At the time of WEAAD, data coming through from calls to the elder abuse helplines across Australia painted a mixed picture. While some states reported an increase in calls since the pandemic started, others are concerned that older people who may be spending more time at home with the perpetrator are not able to make private phone calls. During this time, older people have also not been seeing the people outside their immediate circle they would normally see, such as their pharmacist or allied health professionals, who are often first responders in identifying red flags of elder abuse.

I have been concerned to hear of cases where physical distancing requirements over recent months have been used to limit an older person’s social interactions or activities under the guise of protecting the older person’s health.

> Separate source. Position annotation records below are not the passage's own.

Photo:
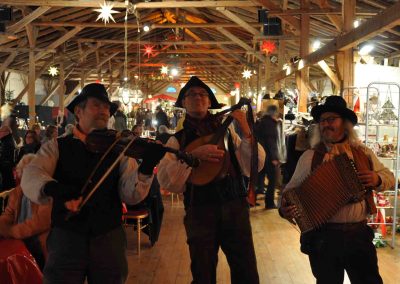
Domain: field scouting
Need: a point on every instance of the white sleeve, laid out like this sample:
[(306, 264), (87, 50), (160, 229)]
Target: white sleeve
[(172, 173), (40, 171), (133, 186)]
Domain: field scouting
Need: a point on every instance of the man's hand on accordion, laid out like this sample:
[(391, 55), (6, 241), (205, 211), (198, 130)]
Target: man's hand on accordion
[(288, 211), (369, 178)]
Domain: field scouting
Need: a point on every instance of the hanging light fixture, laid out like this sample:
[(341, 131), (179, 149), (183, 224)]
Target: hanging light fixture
[(106, 12)]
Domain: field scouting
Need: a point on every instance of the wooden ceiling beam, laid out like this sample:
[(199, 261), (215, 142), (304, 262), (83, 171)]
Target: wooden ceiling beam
[(28, 19), (60, 41)]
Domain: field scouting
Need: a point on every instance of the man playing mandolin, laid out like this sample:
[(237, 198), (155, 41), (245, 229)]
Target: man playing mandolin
[(90, 244), (217, 213)]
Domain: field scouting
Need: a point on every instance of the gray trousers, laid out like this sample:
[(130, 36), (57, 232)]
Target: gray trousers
[(74, 257)]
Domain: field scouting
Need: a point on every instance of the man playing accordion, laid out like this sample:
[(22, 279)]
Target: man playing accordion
[(344, 241)]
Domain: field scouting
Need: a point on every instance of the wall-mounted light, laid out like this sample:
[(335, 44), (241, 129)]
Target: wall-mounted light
[(365, 49)]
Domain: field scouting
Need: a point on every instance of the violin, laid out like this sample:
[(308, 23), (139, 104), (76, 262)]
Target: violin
[(128, 144)]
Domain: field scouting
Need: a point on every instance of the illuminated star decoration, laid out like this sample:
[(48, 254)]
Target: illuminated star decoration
[(148, 50), (53, 71), (268, 46), (164, 70), (106, 12), (246, 74)]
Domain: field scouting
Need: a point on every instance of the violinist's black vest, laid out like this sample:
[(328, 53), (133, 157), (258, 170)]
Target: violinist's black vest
[(103, 211), (218, 191)]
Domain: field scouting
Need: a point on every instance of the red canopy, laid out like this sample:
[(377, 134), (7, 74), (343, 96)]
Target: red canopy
[(160, 97)]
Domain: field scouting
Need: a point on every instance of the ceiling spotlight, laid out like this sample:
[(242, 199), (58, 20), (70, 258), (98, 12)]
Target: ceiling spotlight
[(365, 49), (316, 45)]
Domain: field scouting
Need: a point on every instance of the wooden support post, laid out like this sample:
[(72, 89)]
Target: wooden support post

There have even been examples in Victoria of adult children using COVID-19 as a reason for older people to move into their child’s home, ostensibly to look after them during the pandemic. Only for the older person to find that they are being shut away by their family, forced to eat, sleep and live in the one room—one case involved an older person being moved into their child’s backyard shed.

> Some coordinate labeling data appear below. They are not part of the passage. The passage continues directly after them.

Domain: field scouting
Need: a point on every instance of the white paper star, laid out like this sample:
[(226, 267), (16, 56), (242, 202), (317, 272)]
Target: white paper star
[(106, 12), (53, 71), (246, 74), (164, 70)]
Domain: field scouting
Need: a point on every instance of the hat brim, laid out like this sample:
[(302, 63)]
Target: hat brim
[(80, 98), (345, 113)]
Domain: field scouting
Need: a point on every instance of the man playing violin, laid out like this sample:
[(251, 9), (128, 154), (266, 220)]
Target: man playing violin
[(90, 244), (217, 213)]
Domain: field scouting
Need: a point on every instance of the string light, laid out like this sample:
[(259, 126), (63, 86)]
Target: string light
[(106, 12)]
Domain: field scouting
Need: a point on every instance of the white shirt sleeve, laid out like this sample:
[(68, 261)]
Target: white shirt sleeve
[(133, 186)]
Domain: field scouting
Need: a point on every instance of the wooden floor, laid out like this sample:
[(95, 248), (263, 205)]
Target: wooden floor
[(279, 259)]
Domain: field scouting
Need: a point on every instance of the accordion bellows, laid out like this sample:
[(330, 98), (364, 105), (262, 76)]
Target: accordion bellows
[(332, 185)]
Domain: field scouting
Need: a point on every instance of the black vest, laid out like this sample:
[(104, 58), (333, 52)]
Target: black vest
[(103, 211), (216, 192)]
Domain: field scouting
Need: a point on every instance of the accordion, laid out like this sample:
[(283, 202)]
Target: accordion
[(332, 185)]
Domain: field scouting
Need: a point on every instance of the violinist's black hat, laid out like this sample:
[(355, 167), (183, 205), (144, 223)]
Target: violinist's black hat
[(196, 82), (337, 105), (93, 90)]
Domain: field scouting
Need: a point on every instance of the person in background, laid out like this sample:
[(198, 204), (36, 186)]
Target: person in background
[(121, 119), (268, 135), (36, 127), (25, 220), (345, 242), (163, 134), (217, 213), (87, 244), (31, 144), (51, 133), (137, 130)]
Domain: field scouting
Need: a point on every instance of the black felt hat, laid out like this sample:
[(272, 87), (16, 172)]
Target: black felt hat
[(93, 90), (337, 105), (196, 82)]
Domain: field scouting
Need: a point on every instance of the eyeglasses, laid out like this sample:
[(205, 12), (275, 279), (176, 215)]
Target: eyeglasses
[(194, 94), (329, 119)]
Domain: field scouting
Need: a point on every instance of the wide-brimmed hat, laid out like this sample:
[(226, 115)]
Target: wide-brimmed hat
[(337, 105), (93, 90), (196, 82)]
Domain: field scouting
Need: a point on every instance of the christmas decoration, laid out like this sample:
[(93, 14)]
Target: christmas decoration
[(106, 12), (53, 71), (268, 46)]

Social isolation also increases the risk of financial elder abuse. In one case, a son used physical distancing requirements as the reason to undertake his mother’s banking for her. As a result, he withdrew the entire $750 coronavirus Economic Support Payment for himself.

COVID-19 has also affected housing security across age groups, including older women who were, even before the pandemic, renting, in insecure employment, with minimal, if any superannuation, and who were just one setback, such as an illness, job loss, eviction or relationship breakdown away from at risk of being homeless.

While the image of homelessness in Australia often focuses on people who are rough sleeping, there is a hidden cohort of older women, including those working in healthcare and allied health professions, who have led conventional lives, yet find themselves at risk of homelessness as they approach or enter retirement. I am focused on advocating that all levels of government, business and the not-for-profit sectors work together to find innovative, flexible solutions to this complex problem, as a priority area within the broader response to the pressures on homelessness and housing affordability being exacerbated by COVID-19. In 2019, I launched my paper, Older Women’s Risk of Homelessness: Background Paper

The pandemic has also placed additional pressure on my third priority area, age discrimination and the workplace. As unemployment data reflecting the impacts emerges, it is evident that the effects are being felt to a greater degree by the youngest and oldest members of the workforce. My team and I are keeping a close eye on this data to inform my work in this area. I have been creating strategies with the Collaborative Partnership for Mature Age Employment (which I chair) to assist older workers through the pandemic and into the recovery phase.

Within a human rights context, it is important to acknowledge that COVID-19 is a test of governments, communities and individuals. As our society grapples with, and then moves to recover from, the pandemic, I will continue to advocate that neither direct nor indirect age discrimination is an unintended consequence of our response to the plethora of issues we face.